I am looking for a fast way to set my collection of hdf files into a numpy array where each row is a flattened version of an image. What I exactly mean:
My hdf files store, beside other informations, images per frames. Each file holds 51 frames with 512x424 images. Now I have 300+ hdf files and I want the image pixels to be stored as one single vector per frame, where all frames of all images are stored in one numpy ndarray. The following picture should help to understand:
What I got so far is a very slow method, and I actually have no idea how i can make it faster. The problem is that my final array is called too often, as far as I think. Since I observe that the first files are loaded into the array very fast but speed decreases fast. (observed by printing the number of the current hdf file)
My current code:
os.chdir(os.getcwd()+"\\datasets")
# predefine first row to use vstack later
numpy_data = np.ndarray((1,217088))
# search for all .hdf files
for idx, file in enumerate(glob.glob("*.hdf5")):
f = h5py.File(file, 'r')
# load all img data to imgs (=ndarray, but not flattened)

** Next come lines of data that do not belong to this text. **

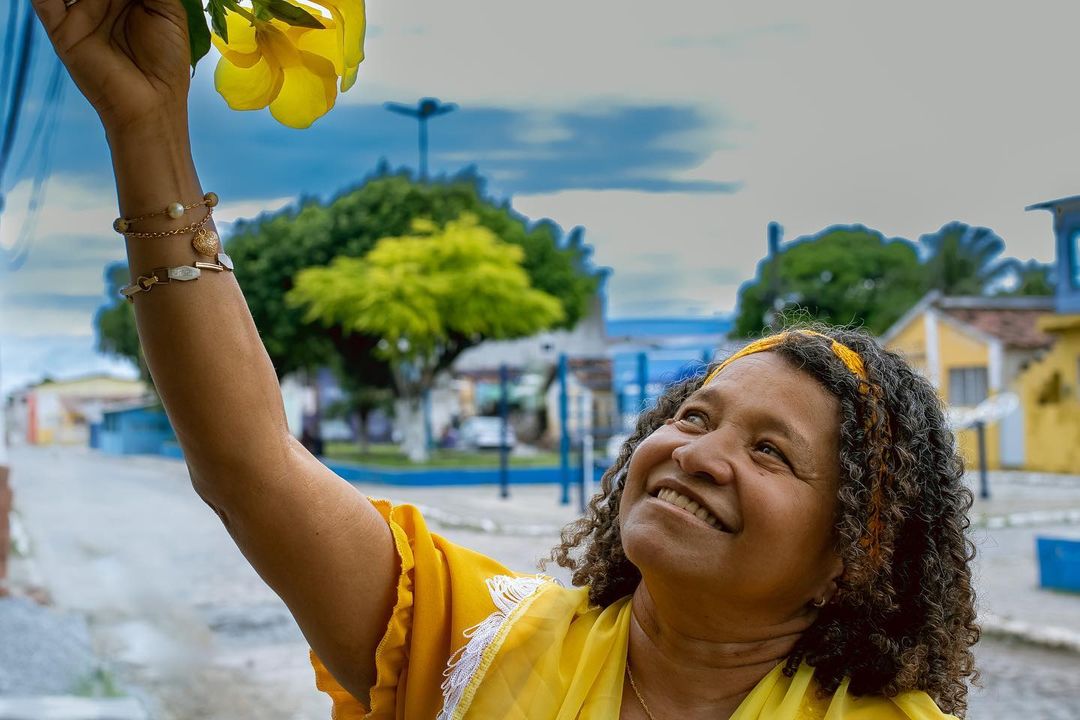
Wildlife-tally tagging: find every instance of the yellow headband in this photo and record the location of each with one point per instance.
(850, 358)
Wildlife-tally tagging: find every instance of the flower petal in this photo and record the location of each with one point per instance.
(241, 36)
(352, 23)
(323, 43)
(251, 87)
(308, 92)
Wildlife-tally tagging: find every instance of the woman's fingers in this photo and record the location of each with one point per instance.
(51, 13)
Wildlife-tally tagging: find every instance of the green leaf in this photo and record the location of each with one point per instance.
(289, 13)
(198, 31)
(216, 10)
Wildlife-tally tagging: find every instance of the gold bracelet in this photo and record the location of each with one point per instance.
(181, 273)
(174, 231)
(175, 211)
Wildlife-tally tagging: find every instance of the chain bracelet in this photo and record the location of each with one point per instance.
(174, 231)
(174, 211)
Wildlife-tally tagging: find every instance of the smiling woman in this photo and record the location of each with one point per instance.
(781, 539)
(840, 558)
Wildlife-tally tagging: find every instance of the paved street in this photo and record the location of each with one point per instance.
(192, 632)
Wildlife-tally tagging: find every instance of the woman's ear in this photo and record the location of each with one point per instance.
(832, 585)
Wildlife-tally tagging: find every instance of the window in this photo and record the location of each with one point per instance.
(1074, 259)
(967, 385)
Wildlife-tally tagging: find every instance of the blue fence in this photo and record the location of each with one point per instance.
(431, 476)
(1058, 564)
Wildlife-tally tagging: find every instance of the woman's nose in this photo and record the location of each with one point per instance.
(705, 458)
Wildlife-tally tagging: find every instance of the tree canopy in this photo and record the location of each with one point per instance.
(270, 250)
(852, 274)
(963, 259)
(418, 293)
(845, 274)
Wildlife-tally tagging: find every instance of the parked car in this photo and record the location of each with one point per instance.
(485, 433)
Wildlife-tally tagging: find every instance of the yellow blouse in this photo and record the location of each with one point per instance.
(471, 640)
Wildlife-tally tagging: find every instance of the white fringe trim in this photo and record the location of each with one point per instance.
(508, 594)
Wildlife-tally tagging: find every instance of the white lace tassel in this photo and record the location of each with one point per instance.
(507, 594)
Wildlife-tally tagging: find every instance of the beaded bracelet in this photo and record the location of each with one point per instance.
(181, 273)
(174, 211)
(204, 241)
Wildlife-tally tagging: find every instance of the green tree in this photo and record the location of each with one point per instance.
(115, 323)
(271, 249)
(963, 259)
(418, 293)
(841, 275)
(1031, 277)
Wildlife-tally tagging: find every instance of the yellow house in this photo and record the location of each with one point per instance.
(971, 349)
(61, 411)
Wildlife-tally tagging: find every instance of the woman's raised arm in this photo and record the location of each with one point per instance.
(314, 540)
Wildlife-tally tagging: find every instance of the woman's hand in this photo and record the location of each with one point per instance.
(129, 57)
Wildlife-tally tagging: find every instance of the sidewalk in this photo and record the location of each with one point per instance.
(49, 668)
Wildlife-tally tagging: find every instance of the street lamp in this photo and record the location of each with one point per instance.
(428, 107)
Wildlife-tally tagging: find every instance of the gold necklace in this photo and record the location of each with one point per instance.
(640, 700)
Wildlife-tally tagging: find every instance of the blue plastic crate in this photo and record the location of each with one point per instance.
(1058, 564)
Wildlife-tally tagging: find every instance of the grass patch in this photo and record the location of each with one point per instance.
(98, 683)
(390, 456)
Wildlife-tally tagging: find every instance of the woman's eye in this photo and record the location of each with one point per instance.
(693, 418)
(769, 448)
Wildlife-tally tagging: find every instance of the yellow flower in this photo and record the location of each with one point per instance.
(292, 69)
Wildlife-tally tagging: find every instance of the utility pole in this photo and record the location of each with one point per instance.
(428, 107)
(775, 232)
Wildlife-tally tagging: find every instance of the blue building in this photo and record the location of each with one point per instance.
(140, 429)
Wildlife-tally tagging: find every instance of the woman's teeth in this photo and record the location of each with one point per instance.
(679, 500)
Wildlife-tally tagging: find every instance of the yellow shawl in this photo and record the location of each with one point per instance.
(470, 640)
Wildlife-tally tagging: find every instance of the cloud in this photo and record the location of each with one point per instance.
(673, 254)
(59, 288)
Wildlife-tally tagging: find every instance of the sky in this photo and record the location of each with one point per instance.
(672, 132)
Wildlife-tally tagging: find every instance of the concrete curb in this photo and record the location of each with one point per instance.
(1056, 638)
(63, 707)
(1027, 519)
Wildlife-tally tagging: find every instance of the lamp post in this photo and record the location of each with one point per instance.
(428, 107)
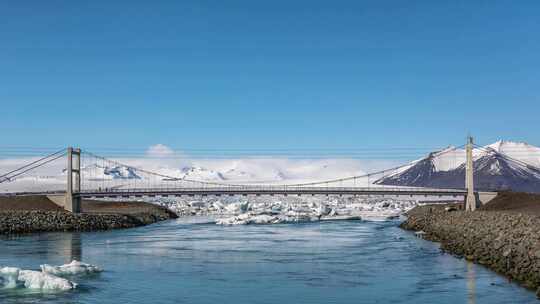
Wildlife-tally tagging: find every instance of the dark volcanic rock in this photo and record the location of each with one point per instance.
(491, 172)
(508, 243)
(12, 222)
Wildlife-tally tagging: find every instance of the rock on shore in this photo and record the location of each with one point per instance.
(508, 243)
(12, 222)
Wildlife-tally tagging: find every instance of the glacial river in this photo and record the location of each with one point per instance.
(186, 261)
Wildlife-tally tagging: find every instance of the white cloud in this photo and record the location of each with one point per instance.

imgs = f['img']['data'][:]
# iterate over all frames (50)
for frame in range(0, imgs.shape[0]):
print("processing {}/{} (file/frame)".format(idx+1,frame+1))
data = np.array(imgs[frame].flatten())
numpy_data = np.vstack((numpy_data, data))
# delete first row after another is one is stored
if idx == 0 and frame == 0:
numpy_data = np.delete(numpy_data, 0,0)
f.close()
For further information, I need this for learning a decision tree. Since my hdf file is bigger than my RAM, I think converting into a numpy array save memory and is therefore better suited.
Thanks for every input.